Is there any actual evidence that obscuring email addresses in common
forms like "asd at suespammers dot org" actually does any good?
Has anyone actually created two random email addresses, and posted them
to the same web page, one obscured, one not, and seen if there is a
measurable difference in spam?
My personal experience, though I have done no scientific test (as
above), suggests that neither of them would get a notable amount of
spam.
However, there is a _very_ noticable difference between trying to find
a message from [EMAIL PROTECTED] and one from some obscured form (how
was it obscured today?). There is a significant difference in how easy
it is to contact 'a href="mailto:[EMAIL PROTECTED]"' vs. 'branden at
debian dot org', '[EMAIL PROTECTED]', etc.
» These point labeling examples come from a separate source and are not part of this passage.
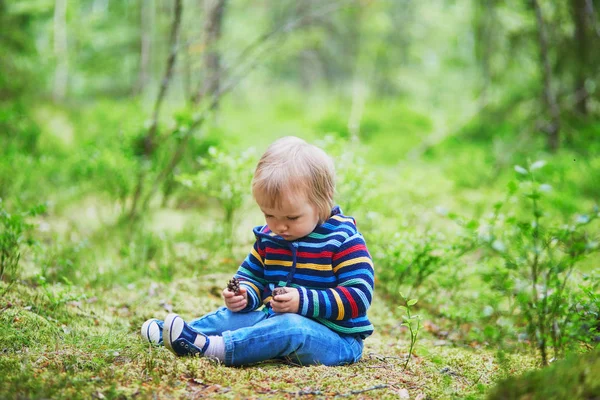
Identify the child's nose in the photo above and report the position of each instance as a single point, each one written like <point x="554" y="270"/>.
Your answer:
<point x="281" y="226"/>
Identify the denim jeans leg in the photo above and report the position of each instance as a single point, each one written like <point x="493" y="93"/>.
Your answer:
<point x="217" y="322"/>
<point x="303" y="340"/>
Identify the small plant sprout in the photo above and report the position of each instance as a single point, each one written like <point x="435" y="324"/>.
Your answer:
<point x="412" y="322"/>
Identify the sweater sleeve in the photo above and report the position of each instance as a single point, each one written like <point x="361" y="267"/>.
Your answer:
<point x="353" y="268"/>
<point x="251" y="276"/>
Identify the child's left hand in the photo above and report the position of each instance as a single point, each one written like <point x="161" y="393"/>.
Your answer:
<point x="288" y="302"/>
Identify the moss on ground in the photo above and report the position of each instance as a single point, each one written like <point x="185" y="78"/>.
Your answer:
<point x="90" y="348"/>
<point x="576" y="377"/>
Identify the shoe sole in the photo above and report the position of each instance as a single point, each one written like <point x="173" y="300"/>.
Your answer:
<point x="171" y="330"/>
<point x="150" y="329"/>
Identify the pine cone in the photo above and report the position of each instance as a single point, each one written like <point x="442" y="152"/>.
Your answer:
<point x="234" y="285"/>
<point x="279" y="290"/>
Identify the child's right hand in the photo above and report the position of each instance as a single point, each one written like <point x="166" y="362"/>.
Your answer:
<point x="235" y="302"/>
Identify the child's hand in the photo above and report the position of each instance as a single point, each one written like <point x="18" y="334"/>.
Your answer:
<point x="235" y="302"/>
<point x="288" y="302"/>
Seriously, I have posted many, many, places with my suespammers
address. I get little spam at it, but a piece or two a day. OTOH, my
[EMAIL PROTECTED] address gets nailed with tens of pieces a day.
I realize that spammers could be avoiding the suespammers address (it'd
make good business sense, after all), but most of my spam seems come
from people plopping my address into web pages that don't bothing doing
double confirms, or from APNIC space.
[Wow, [EMAIL PROTECTED] got spammed again while writing this. Ugh.]